Sans doute que la nature, ça conserve les gens en forme.

Encore une fois, je me suis laissé emporter par cette plume trempée dans la terre. Par ces mots tellement justes et précis que tu te rends compte à quel point les auteurs de cette qualité sont rares aujourd’hui.

T’as pas le choix, Franck Bouysse, il faut le mériter. Il te fait confiance, et tu lui fais confiance pour qu’il t’emmène au cœur de son histoire.

De ses histoires.

Parce que dans « Plateau », il y plusieurs histoires.

Des histoires de gens seuls, qui font ce qu’ils peuvent pour être avec les autres.

Ils y arrivent pas.

Plusieurs solitudes, même si tu les fais vivre ensemble, ça fait des solitudes les unes à côté des autres, ça fait pas une famille.

Le moment où le livre bascule, c’est justement quand la peur de cette solitude est si forte chez Judith qu’elle demande à Virgile de lui offrir tout l’amour dont il est capable.

Tu verras.

Il y a aussi Karl, l’ancien boxeur. Le récit de son dernier combat est magique. Il boxe contre Youssef.
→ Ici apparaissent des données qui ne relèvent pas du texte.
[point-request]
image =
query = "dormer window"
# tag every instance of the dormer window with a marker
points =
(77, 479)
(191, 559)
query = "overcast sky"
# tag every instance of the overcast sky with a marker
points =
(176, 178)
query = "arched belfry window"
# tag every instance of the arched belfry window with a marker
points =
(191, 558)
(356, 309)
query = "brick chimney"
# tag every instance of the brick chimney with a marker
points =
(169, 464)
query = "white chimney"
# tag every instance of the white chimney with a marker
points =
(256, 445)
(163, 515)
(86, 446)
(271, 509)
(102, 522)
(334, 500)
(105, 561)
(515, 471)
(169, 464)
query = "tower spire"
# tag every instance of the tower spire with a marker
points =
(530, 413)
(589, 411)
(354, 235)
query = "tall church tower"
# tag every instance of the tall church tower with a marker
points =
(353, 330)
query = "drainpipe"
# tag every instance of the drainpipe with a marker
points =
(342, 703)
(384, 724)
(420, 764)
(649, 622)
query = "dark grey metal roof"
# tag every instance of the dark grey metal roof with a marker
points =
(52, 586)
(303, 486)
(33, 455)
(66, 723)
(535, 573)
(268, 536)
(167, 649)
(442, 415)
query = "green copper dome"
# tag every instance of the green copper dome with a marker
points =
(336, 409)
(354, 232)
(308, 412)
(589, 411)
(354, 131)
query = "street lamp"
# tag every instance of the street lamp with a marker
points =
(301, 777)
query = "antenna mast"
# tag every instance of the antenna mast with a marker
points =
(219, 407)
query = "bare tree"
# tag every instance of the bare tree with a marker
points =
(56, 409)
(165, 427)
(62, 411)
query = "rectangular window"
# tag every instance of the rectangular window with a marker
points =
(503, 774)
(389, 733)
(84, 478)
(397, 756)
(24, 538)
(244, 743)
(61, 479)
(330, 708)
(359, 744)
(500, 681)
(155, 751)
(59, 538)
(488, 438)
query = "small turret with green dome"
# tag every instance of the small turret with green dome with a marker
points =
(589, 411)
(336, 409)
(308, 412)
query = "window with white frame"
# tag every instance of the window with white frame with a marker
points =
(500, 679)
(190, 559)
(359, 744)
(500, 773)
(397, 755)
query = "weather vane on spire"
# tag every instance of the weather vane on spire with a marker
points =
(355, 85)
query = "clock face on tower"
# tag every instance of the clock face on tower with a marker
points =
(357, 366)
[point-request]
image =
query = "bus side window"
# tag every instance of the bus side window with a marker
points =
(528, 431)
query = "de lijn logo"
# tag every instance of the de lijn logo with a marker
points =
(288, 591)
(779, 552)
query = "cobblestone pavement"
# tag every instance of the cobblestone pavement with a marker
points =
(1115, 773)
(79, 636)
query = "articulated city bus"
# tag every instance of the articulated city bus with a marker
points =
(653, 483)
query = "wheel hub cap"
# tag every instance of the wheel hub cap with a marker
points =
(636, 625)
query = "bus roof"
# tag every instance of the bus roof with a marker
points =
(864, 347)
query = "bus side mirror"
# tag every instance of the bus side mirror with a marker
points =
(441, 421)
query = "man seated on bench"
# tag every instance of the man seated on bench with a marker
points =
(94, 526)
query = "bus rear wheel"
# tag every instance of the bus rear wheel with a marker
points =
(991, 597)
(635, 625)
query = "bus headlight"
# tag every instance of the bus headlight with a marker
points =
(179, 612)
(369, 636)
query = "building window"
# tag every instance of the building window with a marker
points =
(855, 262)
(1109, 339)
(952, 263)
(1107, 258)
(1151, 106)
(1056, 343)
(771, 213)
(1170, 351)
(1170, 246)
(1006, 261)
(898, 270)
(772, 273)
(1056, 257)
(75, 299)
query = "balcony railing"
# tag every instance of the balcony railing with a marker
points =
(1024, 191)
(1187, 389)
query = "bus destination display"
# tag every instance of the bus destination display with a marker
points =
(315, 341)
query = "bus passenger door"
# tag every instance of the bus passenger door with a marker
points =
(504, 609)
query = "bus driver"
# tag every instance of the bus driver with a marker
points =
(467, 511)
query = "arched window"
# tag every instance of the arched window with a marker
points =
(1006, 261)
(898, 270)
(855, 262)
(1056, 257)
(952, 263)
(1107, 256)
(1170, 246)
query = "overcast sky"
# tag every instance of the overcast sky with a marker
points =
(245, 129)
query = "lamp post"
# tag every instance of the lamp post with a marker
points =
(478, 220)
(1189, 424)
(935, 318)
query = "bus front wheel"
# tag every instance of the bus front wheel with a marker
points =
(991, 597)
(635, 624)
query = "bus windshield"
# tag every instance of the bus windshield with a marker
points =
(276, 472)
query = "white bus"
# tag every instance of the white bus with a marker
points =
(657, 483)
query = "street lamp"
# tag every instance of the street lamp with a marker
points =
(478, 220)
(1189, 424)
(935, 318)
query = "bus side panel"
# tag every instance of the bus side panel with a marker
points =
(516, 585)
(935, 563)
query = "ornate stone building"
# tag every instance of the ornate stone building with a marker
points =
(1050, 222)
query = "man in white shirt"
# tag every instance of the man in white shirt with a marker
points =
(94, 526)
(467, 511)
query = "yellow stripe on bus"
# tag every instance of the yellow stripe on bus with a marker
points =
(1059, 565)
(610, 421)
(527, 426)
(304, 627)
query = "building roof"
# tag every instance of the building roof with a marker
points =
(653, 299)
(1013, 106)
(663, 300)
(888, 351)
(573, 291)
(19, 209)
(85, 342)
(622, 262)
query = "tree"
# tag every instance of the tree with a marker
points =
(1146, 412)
« La musique s’éteint. Les voix se taisent. Le monde prend fin. Allah est le plus grand ce jour-là. »

Tous ces personnages qui se croisent, toutes ces blessures qui restent ouvertes.

Tu as l’impression que Franck, il aime tous ces gens. Que chacun de ses personnages est une facette de l’être humain complet.

Que toutes ces facettes mises ensembles fabriquent le prisme de cette histoire.

Une couleur différente pour chacun, et quand tu lis, t’es face à un immense arc-en-ciel.

C’est sans doute ça qui est magique chez Franck et dans la langue qu’il utilise.

Va l’acheter, tu liras la suite de ça :

« Ici, c’est le pays des sources inatteignables, des ruisseaux et des rivières aux allures de mues sinuant entre le clair et l’obscur.

Un pays d’argent à trois rochers de gueules, au chef d’azur à trois étoiles d’or.

Ici, c’est le plateau. »

Ton libraire, il l’a. Il vient de sortir à La Manufacture.